È spesso abusata per i runner la denominazione di «Forrest Gump ad honorem», ultimo di una lunga fila ad essere stato fregiato di tale titolo è stato Nick Butter per aver fatto 211 maratone in due anni, ma si dimentica di dire che alla base del fortunato personaggio del film interpretato da Tom Hanks c’è una storia vera. È quella di un carneade, tale Louis Michael Figueroa, che quarant’anni fa, dopo esser arrivato primo di categoria alla maratona di Los Angeles, intraprese un percorso dalla sua città New Brunswick, nel New Jersey, fino a San Francisco per sostenere attivamente con una raccolta fondi l’American Cancer Society. A spingerlo all’impresa inedita per i tempi, correre per più di due mesi di fila, fu la sofferenza di un adolescente malato oncologico, fratello di un suo caro amico. Così in cuor suo fece un voto ossia che avrebbe «corso per tutta l’America se lui avesse sconfitto il cancro».

Le origini del fenomeno

La corsa di Louis si concluse su una panchina dove con naturalezza rispose ad un reporter che gli chiese come avesse fatto: «Mettendo un piede davanti all’altro. Quando ero stanco dormivo, quando avevo fame mangiavo, quando dovevo andare in bagno ci andavo», trent’anni dopo diventata una battuta di Forrest Gump. A distanza di anni Figueroa fece due bis, prima per sensibilizzare le persone alla lotta contro la leucemia poi contro la violenza sui minori elevando la corsa a metafora di come si possa fare qualunque cosa, una mission ripresa dai seguaci inconsapevoli delle sue gesta e portata sul grande schermo. Prima però la storia è stata raccontata in un libro alla base del fenomeno del gumpismo, ad opera di Winston Groom, finalista al premio Pulitzer, scomparso lo scorso anno. Al romanzo Forrest Gump iniziò a lavorare nel 1985, ossia tre anni dopo l’impresa di Figueroa ma a quanto pare l’idea del personaggio del titolo gliela fornì il padre che gli raccontava di un ragazzo noto come «il lento» non proprio un atleta ma un valente pianista. Il protagonista del libro diventò nel 1994 l’omonimo film diretto da Robert Zemeckis, il cui successo trascinò le vendite del libro oltre a diffondere il gumpismo. Come spesso accade, l’autore del libro non apprezzò molto il film in quanto meno complesso e piuttosto ingenuo e avrebbe preferito maggior fedeltà alla sua versione, pur riconoscendo che «non avrebbe avuto lo stesso successo».

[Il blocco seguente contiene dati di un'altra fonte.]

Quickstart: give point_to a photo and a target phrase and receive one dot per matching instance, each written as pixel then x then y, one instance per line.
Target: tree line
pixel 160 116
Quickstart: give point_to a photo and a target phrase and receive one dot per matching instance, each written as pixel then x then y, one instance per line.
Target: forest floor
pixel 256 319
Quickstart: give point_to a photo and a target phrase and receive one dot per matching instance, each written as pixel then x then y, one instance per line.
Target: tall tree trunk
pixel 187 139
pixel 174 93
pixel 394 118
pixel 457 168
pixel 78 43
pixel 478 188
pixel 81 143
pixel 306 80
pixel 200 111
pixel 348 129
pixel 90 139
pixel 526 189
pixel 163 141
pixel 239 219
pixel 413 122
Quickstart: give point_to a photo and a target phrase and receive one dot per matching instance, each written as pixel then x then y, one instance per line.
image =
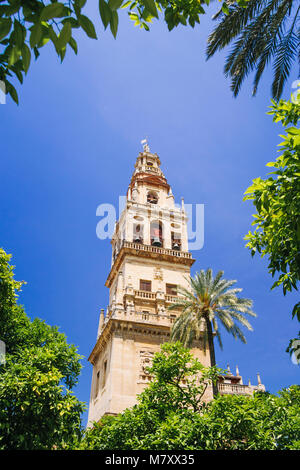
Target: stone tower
pixel 150 258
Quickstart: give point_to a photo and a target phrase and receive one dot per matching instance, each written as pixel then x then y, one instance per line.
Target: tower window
pixel 176 241
pixel 156 234
pixel 138 233
pixel 104 373
pixel 97 383
pixel 171 289
pixel 145 285
pixel 152 197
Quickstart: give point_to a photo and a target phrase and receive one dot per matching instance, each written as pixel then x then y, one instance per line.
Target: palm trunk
pixel 211 346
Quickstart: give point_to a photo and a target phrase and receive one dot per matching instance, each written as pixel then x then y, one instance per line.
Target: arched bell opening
pixel 138 233
pixel 156 233
pixel 152 197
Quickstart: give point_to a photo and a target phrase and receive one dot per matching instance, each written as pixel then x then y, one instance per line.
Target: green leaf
pixel 114 4
pixel 150 5
pixel 36 34
pixel 54 10
pixel 26 56
pixel 5 27
pixel 12 91
pixel 73 44
pixel 87 26
pixel 64 36
pixel 105 13
pixel 225 8
pixel 14 56
pixel 114 23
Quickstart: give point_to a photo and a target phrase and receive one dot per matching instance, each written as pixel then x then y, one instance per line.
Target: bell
pixel 156 241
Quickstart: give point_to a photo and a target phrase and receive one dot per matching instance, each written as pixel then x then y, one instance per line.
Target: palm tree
pixel 210 301
pixel 265 30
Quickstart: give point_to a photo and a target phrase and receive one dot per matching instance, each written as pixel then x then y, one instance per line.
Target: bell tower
pixel 150 258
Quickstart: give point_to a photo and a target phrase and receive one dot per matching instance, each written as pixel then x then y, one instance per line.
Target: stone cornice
pixel 116 326
pixel 150 252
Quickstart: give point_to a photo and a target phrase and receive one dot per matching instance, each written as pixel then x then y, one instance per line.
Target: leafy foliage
pixel 210 300
pixel 37 408
pixel 265 30
pixel 277 202
pixel 28 25
pixel 163 421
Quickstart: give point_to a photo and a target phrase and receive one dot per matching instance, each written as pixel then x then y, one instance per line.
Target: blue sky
pixel 71 145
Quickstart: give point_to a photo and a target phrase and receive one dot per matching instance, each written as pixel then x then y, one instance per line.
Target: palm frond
pixel 258 33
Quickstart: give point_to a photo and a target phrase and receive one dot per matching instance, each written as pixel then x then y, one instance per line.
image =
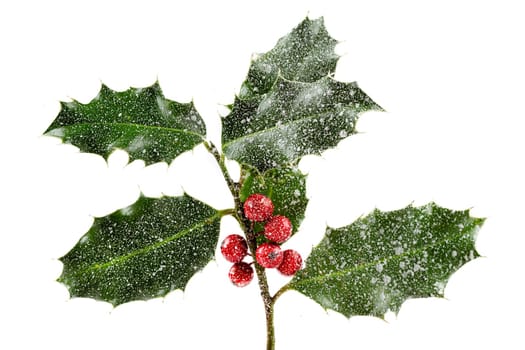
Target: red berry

La missione prima della corsa

Sta di fatto che la famosa corsa raccontata nel film vincitore di sei Oscar è ispirata al libro tralasciando per l’appunto Figueroa, rimasto un carneade sconosciuto. Di certo la diffusione del gumpismo e del suo proselitismo molto deve al film e al personaggio ispirato al libro tanto che citando una battuta «tutti mi chiamano Forrest Gump» può dirsi che tutti vengano chiamati dei nuovi Forrest Gump ogni qualvolta che stabiliscono nuovi record di corsa endurance. Ma quello che non hanno ereditato dal dimenticato Figueroa è spesso lo scopo di sostenere e sposare una causa preferendo superare dei limiti e far crollare dei record. Ma come ha capito a soli sedici anni il runner partito per sostenere l’ American Cancer Society, l’importante non è farsi in lungo e in largo grandi spazi di corsa ma farlo a sostegno di una causa superiore e non impegnarsi in una missione per conto del proprio ego.